Священник закончил свою проповедь, и орган разразился пронзительным стоном, протестуя органисту, который поторопился обозначить музыкой окончание службы. Однако небольшая толпа не разошлась, и Ингрэм, сойдя с амвона, был мягко окутан волнами из тонкой кисеи органди и батиста, принесшими с собой свежий и бодрящий запах прачечной.

Леди представились; он серьезно и с важным видом выслушал их имена. Если уж ему придется работать с таким материалом, как этот, то следует любыми средствами как можно быстрее узнать его.

Как оказалось, женщины получили удовольствие от его проповеди. Ах, они получили большое удовольствие! Все, что говорил преподобный, было так верно! Если бы люди только остановились и подумали! Как хорошо он понял пустыню и их проблемы!.. Кто-то пригласил Ингрэма к себе домой на ланч. Затем предложения посыпались одно за другим.

Невысокая девушка со светлыми, почти белыми волосами и очень голубыми глазами оттеснила остальных, казалось, одним только жестом и, улыбаясь, встала прямо перед священником.

– Они не имеют на вас прав, – сказала она. – Моя бедная матушка не смогла прийти на службу, и она хотела, чтобы я запомнила каждое ваше слово. Как будто моя глупая голова на это способна! Поэтому вы просто обязаны пойти на ланч к нам домой… Отойди, Шарлотта! Не глупи! Конечно, мистер Ингрэм пойдет со мной!

И остальные приняли как должное, что мистер Ингрэм, разумеется, пойдет с этим существом с белыми волосами и невероятно голубыми глазами. Они сдались. А девушка увела Реджинальда из церкви.

У священника и в самом деле возникло четкое ощущение, что его увели. Приложив небольшое усилие, он вспомнил ее имя; оно было довольно необычное. Ее звали Астрид Васа.

Когда они вышли из церкви, к ним приблизился высокий мужчина, сдавленный тесным костюмом, явно купленным в магазине готового платья, и почти задушенный своим галстуком. Ухмылка на его красном лице явно адресовалась девушке.

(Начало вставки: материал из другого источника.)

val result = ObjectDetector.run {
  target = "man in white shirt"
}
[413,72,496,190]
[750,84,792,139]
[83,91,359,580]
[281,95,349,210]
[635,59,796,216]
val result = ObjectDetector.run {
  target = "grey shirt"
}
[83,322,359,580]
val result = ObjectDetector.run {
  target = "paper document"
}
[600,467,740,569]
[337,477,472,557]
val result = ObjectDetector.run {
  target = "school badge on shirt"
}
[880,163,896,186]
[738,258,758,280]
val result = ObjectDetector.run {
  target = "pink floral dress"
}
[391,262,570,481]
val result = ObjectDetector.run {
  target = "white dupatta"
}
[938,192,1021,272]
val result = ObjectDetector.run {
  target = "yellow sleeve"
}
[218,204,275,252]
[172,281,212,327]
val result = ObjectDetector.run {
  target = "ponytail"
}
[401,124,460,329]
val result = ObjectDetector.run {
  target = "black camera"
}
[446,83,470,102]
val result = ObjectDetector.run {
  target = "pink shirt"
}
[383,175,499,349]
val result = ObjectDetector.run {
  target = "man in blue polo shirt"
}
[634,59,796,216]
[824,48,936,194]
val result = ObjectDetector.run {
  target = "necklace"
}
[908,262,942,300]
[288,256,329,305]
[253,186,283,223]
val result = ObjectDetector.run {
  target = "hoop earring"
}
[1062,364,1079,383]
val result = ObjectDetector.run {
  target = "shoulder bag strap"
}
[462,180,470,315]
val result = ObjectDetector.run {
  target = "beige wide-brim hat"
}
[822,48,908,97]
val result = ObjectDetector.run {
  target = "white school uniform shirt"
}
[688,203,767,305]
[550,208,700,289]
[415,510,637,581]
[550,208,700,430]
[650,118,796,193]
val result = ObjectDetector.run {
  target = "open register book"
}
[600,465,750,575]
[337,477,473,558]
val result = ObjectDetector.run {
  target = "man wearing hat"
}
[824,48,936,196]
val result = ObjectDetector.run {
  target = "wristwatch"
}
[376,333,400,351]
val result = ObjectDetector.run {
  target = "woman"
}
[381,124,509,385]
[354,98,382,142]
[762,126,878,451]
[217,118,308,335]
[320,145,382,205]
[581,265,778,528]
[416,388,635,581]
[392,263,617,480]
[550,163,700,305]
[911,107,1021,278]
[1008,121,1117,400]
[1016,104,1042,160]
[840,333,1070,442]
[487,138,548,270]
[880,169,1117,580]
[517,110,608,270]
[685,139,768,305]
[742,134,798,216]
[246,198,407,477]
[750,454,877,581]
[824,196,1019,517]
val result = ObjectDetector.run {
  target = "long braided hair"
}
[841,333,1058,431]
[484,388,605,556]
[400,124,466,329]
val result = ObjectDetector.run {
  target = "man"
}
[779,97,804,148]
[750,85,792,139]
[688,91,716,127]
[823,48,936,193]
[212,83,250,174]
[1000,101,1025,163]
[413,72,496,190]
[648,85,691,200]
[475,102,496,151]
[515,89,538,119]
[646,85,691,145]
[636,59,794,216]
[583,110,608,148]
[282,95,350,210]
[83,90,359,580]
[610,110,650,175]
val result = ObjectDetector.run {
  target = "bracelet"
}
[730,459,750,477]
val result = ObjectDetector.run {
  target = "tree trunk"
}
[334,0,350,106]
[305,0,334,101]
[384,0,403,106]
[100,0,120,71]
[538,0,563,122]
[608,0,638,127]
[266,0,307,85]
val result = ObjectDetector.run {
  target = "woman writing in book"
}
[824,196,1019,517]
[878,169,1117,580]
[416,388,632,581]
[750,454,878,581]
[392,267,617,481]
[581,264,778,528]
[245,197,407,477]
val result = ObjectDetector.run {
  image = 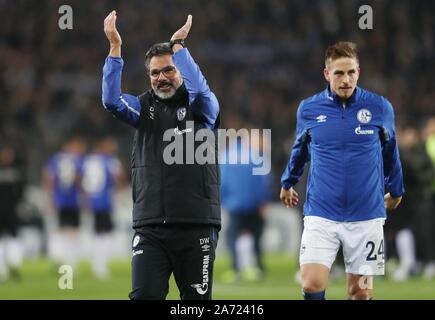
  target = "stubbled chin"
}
[154,89,175,99]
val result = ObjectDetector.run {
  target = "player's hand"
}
[384,192,402,210]
[104,10,122,47]
[171,14,192,40]
[279,187,299,208]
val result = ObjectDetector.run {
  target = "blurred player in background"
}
[221,125,270,283]
[385,127,435,282]
[280,42,404,300]
[43,137,86,267]
[82,137,124,279]
[0,135,25,282]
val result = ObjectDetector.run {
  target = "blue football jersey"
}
[281,87,404,221]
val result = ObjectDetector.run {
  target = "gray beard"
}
[153,81,183,100]
[154,89,177,100]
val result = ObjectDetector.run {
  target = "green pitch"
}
[0,255,435,300]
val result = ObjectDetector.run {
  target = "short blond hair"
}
[325,41,359,65]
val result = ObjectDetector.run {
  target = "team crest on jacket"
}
[177,107,187,121]
[356,109,372,123]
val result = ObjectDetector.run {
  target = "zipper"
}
[342,102,347,215]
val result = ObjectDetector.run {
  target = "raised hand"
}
[104,10,122,57]
[279,188,299,208]
[171,14,192,40]
[384,193,402,210]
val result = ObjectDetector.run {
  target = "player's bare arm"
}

– Иди сюда, Рыжий, – сказала она. – Мистер Ингрэм, это Рыжий Моффет. Рыжий, это мистер Ингрэм. Ну, ты знаешь – он работает в церкви и все такое. Правильно, мистер Ингрэм?

Задавая этот детский вопрос, девушка подняла на Реджинальда глаза и заслонила Рыжего Моффета изящным зонтиком от солнца, который она крутила на плече своей маленькой ручкой. Ингрэм хотел было насупить брови, но не удержался от улыбки, отчего исполнился еще большей решимости нахмуриться. Но его улыбка стала только шире.

– Рыжий работает на руднике, или что-то в этом роде, – объяснила Астрид Васа, пожимая плечиком в сторону мистера Моффета.

– Я владею рудником, – сказал Рыжий. – Это совсем другое.

Конечно, он был оскорблен. У Ингрэма возникло смутное ощущение, что мистер Моффет был очень оскорблен. Что касается его самого, Реджинальд задумался, как ему следует относиться к человеку, застрелившему основателя церкви, которой он теперь руководил. Но ведь сказано в Писании: подставь свою вторую щеку. Ингрэм, стиснув зубы, сосредоточился на этой мысли.

Они подошли к маленькому неокрашенному дому, окруженному частоколом. Впрочем, в Биллмэне очень мало домов было окрашено.

– Не знаю, стоит ли мне входить, – угрюмо сказал Моффет.

– Лучше пойдем, – сказала Астрид. – На обед у нас парочка отличных петухов – таких ты еще не пробовал.

– Я вообще-то занят, – сказал Рыжий, помрачнев еще больше. – Пока!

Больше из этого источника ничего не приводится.